Se realiza un simposio sobre literatura chilena y ocurre que los participantes, Enrique Lihn, Pedro Lastra, el que escribe estas líneas (como se decía antiguamente), hablamos de lo mismo, no sé por que. Hablamos de los poetas que correspondían a esos tiempos, a esas cabezas femeninas que asistían a su primer baile, a esos ejercicios bomberiles en una Alameda llena de árboles. Hablamos de los poetas de metaforones y de pecho caliente. Lihn se exalta, se le disparan los pelos ensortijados, parece indignarse con su propia sombra, y habla de los "poetas sumos sacerdotes", que se creían investidos de una misión divina, o quizás excesivamente humana. ¿Qué fue de las debutantas, de los caballeros de polainas, de los bomberos de antaño, de los poetas de metaforón y pecho caliente?
Abandonamos la sala académica y pasamos cerca de un Capitolio neoclásico. De él veo salir a un diputado vestido de azul marino y corbata, pero que camina con las piernas separadas, a lo cowboy, y lleva un enorme sombrero blanco, de alas anchas. Me cuentan que es el Estado del oro, del petróleo y de los grandes escándalos financieros. Las huellas de México, las de antes de la guerra que le arrebató estos territorios, están borradas, pero por todas partes se advierten los signos de una invasión nueva, de una especie de revancha.
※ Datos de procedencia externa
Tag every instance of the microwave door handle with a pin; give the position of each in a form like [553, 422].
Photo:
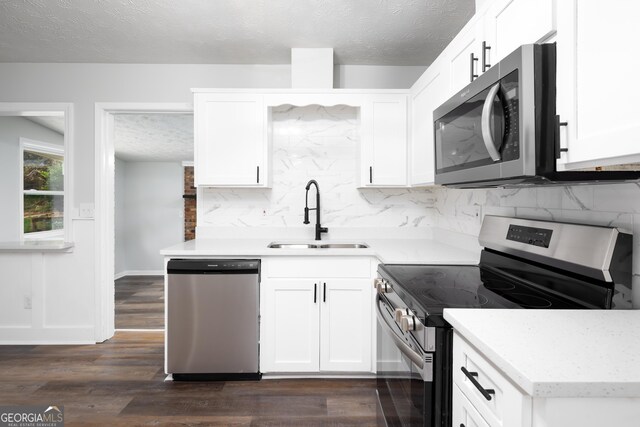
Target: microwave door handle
[487, 114]
[399, 342]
Comemos tacos y mole, regados con cerveza de marca "Chihuahua". La invasión del sur hispánico ha dominado Florida; controla por completo Miami, ciudad hispánica desde hace ya un tiempo, y se extiende por Nuevo México, por Tejas, por el sur de Colorado. Los nombres castellanos se leen en los listados de las instituciones, en la policía, en los municipios.
"Me gusta que mi hija", me dice el padre de una alumna "estudie castellano. Es muy posible que el porvenir de nuestros hijos, para los que vivimos en ésta región, esté más allá del Río Grande". No sé qué habrá querido decir. Los mexicanos, en calidad de braceros clandestinos, atraviesan la frontera en cantidades crecientes, incontrolables. Los turistas emprenden viajes desde aquí, en sus casas rodantes, y encuentran playas solitarias y baratas. "¡Y si Ronald Reagan decide invadir Centroamérica!" Nadie lo Cree. Todos piensan que sería una perfecta locura. "¡Disparates!", exclaman, moviendo las manos.
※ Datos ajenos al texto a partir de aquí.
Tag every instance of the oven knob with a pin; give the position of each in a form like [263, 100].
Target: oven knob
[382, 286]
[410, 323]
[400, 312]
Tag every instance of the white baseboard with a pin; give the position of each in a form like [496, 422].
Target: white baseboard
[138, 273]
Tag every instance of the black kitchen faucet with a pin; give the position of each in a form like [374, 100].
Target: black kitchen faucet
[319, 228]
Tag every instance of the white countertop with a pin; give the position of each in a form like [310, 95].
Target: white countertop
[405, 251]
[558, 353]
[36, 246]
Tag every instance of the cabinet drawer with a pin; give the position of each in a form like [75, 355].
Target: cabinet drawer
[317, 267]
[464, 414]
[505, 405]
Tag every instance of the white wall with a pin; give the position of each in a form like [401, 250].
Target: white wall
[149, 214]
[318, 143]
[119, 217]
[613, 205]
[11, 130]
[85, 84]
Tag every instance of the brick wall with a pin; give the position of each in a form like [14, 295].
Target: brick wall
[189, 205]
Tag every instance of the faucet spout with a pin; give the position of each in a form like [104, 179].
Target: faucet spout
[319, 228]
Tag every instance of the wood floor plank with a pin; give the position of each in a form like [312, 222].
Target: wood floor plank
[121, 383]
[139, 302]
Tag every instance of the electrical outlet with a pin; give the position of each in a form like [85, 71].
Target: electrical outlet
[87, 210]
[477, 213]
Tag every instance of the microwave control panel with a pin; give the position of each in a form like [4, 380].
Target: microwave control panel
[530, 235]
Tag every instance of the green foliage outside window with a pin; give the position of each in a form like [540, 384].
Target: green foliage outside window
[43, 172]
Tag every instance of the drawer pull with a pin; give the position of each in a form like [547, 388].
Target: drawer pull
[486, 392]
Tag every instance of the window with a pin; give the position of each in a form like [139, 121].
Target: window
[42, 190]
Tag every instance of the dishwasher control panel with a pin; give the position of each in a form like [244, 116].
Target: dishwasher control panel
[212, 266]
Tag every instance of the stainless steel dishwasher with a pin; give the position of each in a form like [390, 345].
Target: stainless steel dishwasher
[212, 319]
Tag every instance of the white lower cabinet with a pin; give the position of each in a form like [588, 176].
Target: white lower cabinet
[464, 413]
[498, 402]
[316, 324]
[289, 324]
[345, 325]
Nunca me había terminado de convencer el talento de Woody Allen. Me parecía un Carlos Chaplin menor, un Hermano Marx rezagado, un intelectual neoyorquino perdido en una búsqueda demasiado prolongada y algo verbosa de su identidad. Ahora he visto la última de sus producciones cinematográficas, La Rosa Púrpura de El Cairo , y me he sentido deslumbrado y conmovido por su talento, su formidable talento y su gracia narrativa.
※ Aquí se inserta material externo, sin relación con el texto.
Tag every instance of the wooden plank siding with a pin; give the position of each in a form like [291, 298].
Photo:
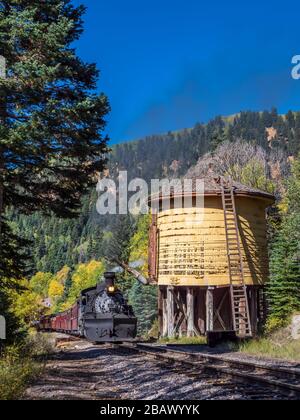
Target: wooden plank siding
[194, 254]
Estamos en los meses más duros de la crisis de 1929. Se repiten las imágenes, en el cine y en la novela de estos días, de la Gran Depresión. Parece que hemos salido de lo peor de la recesión, pero no terminamos de salir. Pues bien, hay una ciudad en crisis, unos suburbios miserables, unos hombres sin trabajo que juegan a algo parecido a nuestra rayuela, una música, un ritmo, que aluden al Chaplin de Luces de la ciudad y de Tiempos modernos . Una mujer joven discute con su marido, que forma parte del grupo de desocupados, y entra a su trabajo rutinario, opresivo, en un café de mala muerte. Nunca consigue concentrarse en la tarea. Confunde los pedidos de los clientes, rompe la vajilla, en medio de los improperios y de las miradas fulminantes del patrón.